Page MenuHomePhabricator

Alarms on throughput on camus imported data
Closed, ResolvedPublic8 Estimated Story Points

Description

If throughput of refined events being dumped into hadoop sharply decreases (a failure in camus for example or a problem with offset consumption) we should be notified.

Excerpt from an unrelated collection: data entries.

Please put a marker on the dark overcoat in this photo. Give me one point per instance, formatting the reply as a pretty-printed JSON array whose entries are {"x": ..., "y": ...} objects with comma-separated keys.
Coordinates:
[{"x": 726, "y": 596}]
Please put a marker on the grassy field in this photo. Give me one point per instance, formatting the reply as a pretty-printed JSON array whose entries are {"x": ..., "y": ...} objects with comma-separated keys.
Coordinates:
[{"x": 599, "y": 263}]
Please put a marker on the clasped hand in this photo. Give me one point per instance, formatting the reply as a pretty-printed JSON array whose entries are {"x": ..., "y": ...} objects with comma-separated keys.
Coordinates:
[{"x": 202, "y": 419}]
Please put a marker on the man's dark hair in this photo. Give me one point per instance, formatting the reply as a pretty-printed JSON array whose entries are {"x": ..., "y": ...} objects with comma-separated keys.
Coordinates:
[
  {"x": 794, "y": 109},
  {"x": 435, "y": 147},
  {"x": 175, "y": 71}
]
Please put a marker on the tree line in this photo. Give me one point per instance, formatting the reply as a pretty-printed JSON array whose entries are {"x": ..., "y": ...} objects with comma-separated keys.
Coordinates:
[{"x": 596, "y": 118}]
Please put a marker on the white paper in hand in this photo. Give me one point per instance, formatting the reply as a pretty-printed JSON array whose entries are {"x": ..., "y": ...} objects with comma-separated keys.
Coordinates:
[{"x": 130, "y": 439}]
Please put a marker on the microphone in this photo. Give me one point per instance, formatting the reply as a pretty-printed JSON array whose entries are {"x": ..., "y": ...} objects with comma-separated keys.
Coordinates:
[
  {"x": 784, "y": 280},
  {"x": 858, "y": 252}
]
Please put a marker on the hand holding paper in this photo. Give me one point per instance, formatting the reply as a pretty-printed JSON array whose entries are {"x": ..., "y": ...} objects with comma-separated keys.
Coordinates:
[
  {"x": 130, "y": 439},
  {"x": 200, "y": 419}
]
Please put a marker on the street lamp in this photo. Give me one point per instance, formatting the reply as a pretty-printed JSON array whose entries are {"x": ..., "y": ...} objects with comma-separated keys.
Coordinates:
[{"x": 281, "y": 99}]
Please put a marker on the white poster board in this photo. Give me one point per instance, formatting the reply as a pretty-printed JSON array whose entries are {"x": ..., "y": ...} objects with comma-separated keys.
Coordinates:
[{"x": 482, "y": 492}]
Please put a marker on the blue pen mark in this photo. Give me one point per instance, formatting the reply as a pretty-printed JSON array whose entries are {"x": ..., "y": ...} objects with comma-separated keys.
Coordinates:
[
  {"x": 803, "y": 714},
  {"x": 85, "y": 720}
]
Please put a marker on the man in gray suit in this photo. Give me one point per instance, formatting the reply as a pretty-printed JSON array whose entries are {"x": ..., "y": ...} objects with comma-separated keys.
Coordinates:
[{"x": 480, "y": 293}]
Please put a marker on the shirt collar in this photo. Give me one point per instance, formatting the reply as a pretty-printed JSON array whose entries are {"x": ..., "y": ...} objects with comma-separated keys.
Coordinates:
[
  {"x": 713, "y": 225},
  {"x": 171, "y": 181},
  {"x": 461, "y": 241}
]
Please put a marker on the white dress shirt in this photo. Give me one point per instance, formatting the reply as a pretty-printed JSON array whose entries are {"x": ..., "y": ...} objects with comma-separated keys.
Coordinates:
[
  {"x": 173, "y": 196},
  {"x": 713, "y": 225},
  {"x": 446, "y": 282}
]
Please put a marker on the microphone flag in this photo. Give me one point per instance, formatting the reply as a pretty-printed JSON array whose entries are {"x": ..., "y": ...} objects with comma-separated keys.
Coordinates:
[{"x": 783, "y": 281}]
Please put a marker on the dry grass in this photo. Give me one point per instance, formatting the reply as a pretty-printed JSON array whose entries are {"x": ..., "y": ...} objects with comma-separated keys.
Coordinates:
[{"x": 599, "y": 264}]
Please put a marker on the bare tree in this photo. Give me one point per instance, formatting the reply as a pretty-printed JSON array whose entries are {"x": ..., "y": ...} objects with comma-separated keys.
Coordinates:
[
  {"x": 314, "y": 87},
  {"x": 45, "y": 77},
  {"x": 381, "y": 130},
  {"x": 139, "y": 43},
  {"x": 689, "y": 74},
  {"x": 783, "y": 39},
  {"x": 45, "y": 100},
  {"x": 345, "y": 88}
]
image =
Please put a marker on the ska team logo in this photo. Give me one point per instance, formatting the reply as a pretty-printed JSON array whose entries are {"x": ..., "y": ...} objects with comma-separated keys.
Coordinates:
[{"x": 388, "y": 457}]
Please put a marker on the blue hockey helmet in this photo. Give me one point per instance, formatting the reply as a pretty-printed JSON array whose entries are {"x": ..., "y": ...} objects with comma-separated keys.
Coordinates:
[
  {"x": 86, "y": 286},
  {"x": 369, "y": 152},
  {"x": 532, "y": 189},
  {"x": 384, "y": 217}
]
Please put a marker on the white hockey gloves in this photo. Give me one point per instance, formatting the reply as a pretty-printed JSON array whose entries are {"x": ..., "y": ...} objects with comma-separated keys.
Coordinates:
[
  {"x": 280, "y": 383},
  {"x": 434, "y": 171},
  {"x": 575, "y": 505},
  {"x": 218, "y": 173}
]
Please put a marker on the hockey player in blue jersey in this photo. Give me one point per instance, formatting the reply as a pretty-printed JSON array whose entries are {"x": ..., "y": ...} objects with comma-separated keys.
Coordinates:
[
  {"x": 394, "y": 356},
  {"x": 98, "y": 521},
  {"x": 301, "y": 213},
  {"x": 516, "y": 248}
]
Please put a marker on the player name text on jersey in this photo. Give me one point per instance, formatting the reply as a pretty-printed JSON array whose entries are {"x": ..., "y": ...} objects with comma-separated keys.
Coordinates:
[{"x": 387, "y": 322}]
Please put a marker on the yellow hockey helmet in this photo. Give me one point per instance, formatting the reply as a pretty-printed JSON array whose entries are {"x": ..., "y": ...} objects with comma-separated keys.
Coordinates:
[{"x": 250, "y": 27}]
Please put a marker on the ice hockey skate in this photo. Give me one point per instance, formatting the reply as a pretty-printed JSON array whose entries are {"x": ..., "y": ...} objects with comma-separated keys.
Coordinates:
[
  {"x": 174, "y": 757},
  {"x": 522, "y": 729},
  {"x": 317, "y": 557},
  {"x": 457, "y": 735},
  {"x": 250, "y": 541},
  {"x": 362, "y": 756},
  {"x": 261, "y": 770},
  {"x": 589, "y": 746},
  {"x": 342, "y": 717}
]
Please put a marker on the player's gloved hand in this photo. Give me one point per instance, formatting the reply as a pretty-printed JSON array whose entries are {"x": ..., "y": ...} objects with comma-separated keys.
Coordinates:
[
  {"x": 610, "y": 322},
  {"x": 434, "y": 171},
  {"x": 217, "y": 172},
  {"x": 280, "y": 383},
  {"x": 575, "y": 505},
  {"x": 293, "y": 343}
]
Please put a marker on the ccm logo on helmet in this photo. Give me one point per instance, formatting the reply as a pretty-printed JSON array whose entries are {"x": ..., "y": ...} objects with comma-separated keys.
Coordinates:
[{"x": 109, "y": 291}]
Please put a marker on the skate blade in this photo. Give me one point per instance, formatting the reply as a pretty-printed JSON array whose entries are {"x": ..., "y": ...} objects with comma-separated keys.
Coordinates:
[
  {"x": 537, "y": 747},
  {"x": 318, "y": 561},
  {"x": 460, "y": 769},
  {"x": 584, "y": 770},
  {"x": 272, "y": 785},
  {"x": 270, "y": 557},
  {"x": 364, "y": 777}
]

Maybe report throughput via counts to graphite and have a threshold alarm?

Event Timeline

Nuria triaged this task as Unbreak Now! priority.Jul 5 2018, 7:43 PM

See: https://phabricator.wikimedia.org/T198906

Ideally we also would alarm in errors in any of the logs that camus produces

Nuria renamed this task from Throughput alarms on refined data to Alarms on throughput on refined data .Jul 6 2018, 6:19 PM
fdans lowered the priority of this task from Unbreak Now! to High.Jul 9 2018, 4:13 PM
fdans moved this task from Incoming to Operational Excellence on the Analytics board.

Alright, I have an idea!

So, a long time ago, @JAllemandou wrote the CamusPartitionChecker that we use to mark webrequest partitions as imported. This thing intelligently looks at the camus history files to determine the latest message timestamp of the last run to determine if it is beyond some particular hours, and then marks them as imported. So, we could use this for all EventLogging data too...IF EventLogging data all had at least one message per hour. Because it doesn't, CamusPartitionChecker will print errors for missing partitions. There's no way to know if the partition is missing due to an error, or just because there's no data in that hour.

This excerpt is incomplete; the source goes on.